Tiernan took a step down the seat aisle toward Rakestraw. “You’ll be all right when you get your face back. Some people just don’t adjust very well to that sort of surgery. Even money doesn’t help much. You’re one of those people, I guess.”

 

“I don’t want my face back.”

 

Almost as if dumbstruck, Tiernan halted. On the movie screen, Rakestraw noted peripherally, a man and a boy on motorcycles were climbing toward a stunning mountain lake. Crater Lake, probably. The man on the motorcycle was Craig Tiernan.

 

“What, then?” the actor himself said. “Is it more money?”

 

Rakestraw didn’t respond.

 

“I’ll up the payments if that’s really the problem. Lord knows, I’ve brought this on myself. Just don’t push me too far, Mr. Rakestraw. You’re treading dangerous ground with these publicity-seeking impersonations.”

 

“But I’m not breaking any law.” Rakestraw was conscious of a shift of settings on the screen. Now Tiernan and another actor in a coat and tie were arguing mutely in a university classroom. Outdoors, indoors. The film was schizophrenic “And it isn’t money,” Rakestraw added distractedly. “Not entirely, anyway.”

 

“Goddamn it, man!” Tiernan suddenly raged. “What am I doing here, then? Did you have me come all this way just to show yourself you could do it?
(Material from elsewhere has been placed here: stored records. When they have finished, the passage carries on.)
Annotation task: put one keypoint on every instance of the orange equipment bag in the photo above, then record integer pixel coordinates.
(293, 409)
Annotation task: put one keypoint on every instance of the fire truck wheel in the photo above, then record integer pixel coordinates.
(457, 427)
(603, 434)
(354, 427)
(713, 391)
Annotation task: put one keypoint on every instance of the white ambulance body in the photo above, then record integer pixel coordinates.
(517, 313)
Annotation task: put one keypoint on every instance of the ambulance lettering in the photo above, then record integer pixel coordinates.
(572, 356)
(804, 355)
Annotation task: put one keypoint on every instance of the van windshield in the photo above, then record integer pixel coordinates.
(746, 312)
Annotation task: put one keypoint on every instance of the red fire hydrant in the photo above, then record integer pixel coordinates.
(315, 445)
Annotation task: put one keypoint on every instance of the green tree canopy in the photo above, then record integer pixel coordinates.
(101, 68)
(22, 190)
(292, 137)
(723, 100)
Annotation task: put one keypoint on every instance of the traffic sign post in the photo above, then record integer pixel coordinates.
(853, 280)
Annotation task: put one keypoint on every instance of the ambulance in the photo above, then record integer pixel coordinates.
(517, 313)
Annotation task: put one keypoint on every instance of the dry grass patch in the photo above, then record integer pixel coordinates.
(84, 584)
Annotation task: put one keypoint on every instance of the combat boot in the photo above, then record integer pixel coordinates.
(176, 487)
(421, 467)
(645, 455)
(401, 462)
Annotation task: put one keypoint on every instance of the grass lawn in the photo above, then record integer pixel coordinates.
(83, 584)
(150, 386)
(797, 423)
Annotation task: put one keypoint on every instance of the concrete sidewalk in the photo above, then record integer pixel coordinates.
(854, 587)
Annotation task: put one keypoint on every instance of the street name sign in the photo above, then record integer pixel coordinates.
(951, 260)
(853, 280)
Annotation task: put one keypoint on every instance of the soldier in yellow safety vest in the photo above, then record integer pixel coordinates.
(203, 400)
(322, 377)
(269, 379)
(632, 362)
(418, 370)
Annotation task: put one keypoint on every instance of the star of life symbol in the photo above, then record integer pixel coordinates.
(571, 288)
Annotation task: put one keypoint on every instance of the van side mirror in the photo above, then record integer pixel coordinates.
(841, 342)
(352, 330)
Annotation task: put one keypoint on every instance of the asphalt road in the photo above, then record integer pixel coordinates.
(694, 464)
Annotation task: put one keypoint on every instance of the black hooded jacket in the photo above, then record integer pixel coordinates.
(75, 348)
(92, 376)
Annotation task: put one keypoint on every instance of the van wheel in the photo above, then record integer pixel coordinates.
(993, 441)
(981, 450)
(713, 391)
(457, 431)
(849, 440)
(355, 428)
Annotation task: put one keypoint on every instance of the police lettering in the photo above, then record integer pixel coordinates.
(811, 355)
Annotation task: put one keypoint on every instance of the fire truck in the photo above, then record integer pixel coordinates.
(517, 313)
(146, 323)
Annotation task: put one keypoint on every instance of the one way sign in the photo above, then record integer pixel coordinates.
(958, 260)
Just to prove you could get me in the same building with you?”

 

Rakestraw returned his eyes to the real Tiernan. “I thought you ought to see me,” he said. “And vice versa.”

 

“Why?”

 

“Listen, when Macmillan arrived to tell me I was violating your rights, we had nothing in common. Absolutely nothing, despite your long-distance concern about my face. Well, now that I no longer resemble you facially, we have a great deal in common. I find that I like that. If I took my old face back, people outside of Caracal wouldn’t know who I was. They’d think I was you, and I’m not. We’re more alike today than we were before you had me altered, and although there remains a difference that’s important, I’d just like to . . .”

 

Tiernan, gripping the back of a theater seat, waited for him to conclude.

 

“I’d just like to thank you for opening up my life.”

 

* * * *

 

That night, in bed, he rehearsed for Nora for the fourth or fifth time the details of his meeting with Tiernan. Moonlight came into their bedroom from a dormer window, and Gabe, across the hall, moaned and twisted audibly in his bedding. The nights were growing warmer.

 

“It frightens me,” Nora said when he was finished.

 

“It should,” Rakestraw said, stroking his wife’s hair. “It’s always a little frightening, a new life. You never know where it’s going.”

 

“Where is it going, Tom?”

 

Rakestraw lay back and stared at the ceiling. When he closed his eyes, he seemed to see the ganglia of his own feverish brain, like roads branching in a hundred different directions.

 

“Nora,” he said, without opening his eyes, “I feel filled with power. It came on me slowly, opening up inside me after the surrender that took my face. It’s been like climbing out of a well into the light. I still don’t recognize myself, but what I see isn’t displeasing.”

 

There was a small hitch in Nora’s otherwise regular breathing.

 

Turning toward her, Rakestraw said, “What would you think about leaving Caracal? About selling the farm and going somewhere else?”

 

“This is all I’ve ever wanted, Tom.”

 

“It was all I ever wanted, too—until Macmillan showed up and I surrendered to him. But I’m different now, for good or for ill. Something that was pent up has been set free, and I don’t think it’s going to go willingly back to where it came from.”

 

“I’d have to think about it,” Nora said evenly, turning her own eyes to the ceiling. “Where do you want us to go?”

 

“That’s something I still have to think about, I guess.”

 

Conversation failed. They lay side by side in the familiar bed, their hands touching, thinking toward tomorrow.